The New Evangelization: Genuine Hope and Change

Since the opening of the Second Vatican Council, the Church around the world has spent five decades enduring vast changes, from liturgical reform to liturgical renewal, declining priestly and religious vocations, major political and social fluctuations, and demographic shifts from the Global North to the Global South and from the American North to the American South. Out of this tumult Bl. John Paul II and Benedict XVI have proposed that the Church renew her hope by engaging in a “New Evangelization”.

The hope offered by the New Evangelization is not mere optimism, but authentic hope. In his wonderful essay on hope, “The Yes of Jesus Christ,” Joseph Ratzinger defines optimism as naïve, shallow, and easily subverted by dominant trends and ideologies. Hope, on the other hand, understands the trials and tribulations of a given period. Hope allows us to situate ourselves in the broader scheme of history. When we hope in Jesus Christ, we know where we are, we know where we came from, and we know where are going. This confidence, particularly in the belief that Jesus Christ will have the final word at the end of our pilgrimage, is the reason why the Church has the audacity to call for a New Evangelization.

So, what is this New Evangelization that John Paul II proposed and Benedict XVI has asked the Church to reflect on and implement?
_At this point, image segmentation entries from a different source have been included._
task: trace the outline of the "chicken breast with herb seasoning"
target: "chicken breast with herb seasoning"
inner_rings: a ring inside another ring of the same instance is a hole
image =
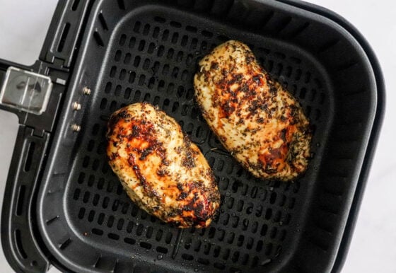
[[[180,126],[147,103],[115,112],[108,123],[107,156],[129,197],[180,228],[205,228],[220,204],[214,176]]]
[[[252,174],[289,180],[306,170],[308,120],[246,45],[231,40],[216,47],[199,62],[194,84],[209,127]]]

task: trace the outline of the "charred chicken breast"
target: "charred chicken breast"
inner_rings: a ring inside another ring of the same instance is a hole
[[[141,209],[180,228],[211,223],[220,204],[214,174],[174,119],[135,103],[112,114],[107,138],[110,165]]]
[[[216,47],[199,62],[194,85],[209,127],[252,174],[288,180],[305,170],[308,120],[246,45],[231,40]]]

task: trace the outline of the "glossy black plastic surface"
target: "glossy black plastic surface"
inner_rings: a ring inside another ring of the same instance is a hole
[[[194,102],[197,62],[228,39],[248,43],[311,120],[313,159],[296,181],[252,178]],[[381,116],[378,72],[349,31],[287,3],[101,1],[93,4],[76,64],[37,208],[54,261],[75,272],[333,268]],[[82,93],[84,86],[91,95]],[[110,115],[143,100],[174,117],[215,172],[222,204],[206,230],[182,231],[147,215],[107,165]],[[75,101],[81,111],[73,111]]]

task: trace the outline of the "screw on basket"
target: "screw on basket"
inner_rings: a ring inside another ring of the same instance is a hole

What began as a call for missionary activity outside the Church has matured into a call for missionary activity within the Church and within a formerly Christian culture.

This has led to the notion of a re-proposal of the Christian message, which was the thrust of John Paul’s challenge to the South American bishops in 1983. It remains true to this day. “The commemoration of this half millennium of evangelization will have full significance if, as bishops, with your priests and faithful, you accept it as your commitment; a commitment not of re-evangelization, but rather of a new evangelization; new in its ardour, methods and expression.” This re-proposal of the Gospel must fundamentally reawaken in the baptized the true nature of the sacramental character of their initiation into the Body of Christ.

As Pope Benedict has said, “The rediscovery of the value of one’s baptism is the basis of the missionary commitment of every Christian, because we see in the Gospel that he who lets himself be fascinated by Christ cannot do without witnessing the joy of following in his footsteps.” It is this fundamental fascination with Jesus Christ that the New Evangelization aims to provoke in the fallen-away Catholic, the non-Catholic, and even the practicing Catholic.

What is new about the New Evangelization is that it is not directed toward the non-believer alone but is at the same time an all-encompassing renewal of the life in Christ for all Christians. The Lineamenta, a document used to prepare Bishops for the upcoming Synod on the New Evangelization in October 2012, reminds us that “the Church does not give up or retreat into herself; instead, she undertakes a project to revitalize herself. She makes the Person of Jesus Christ and a personal encounter with him central to her thinking, knowing that he will give his Spirit and provide the force to announce and proclaim the Gospel in new ways which can speak to today’s cultures.”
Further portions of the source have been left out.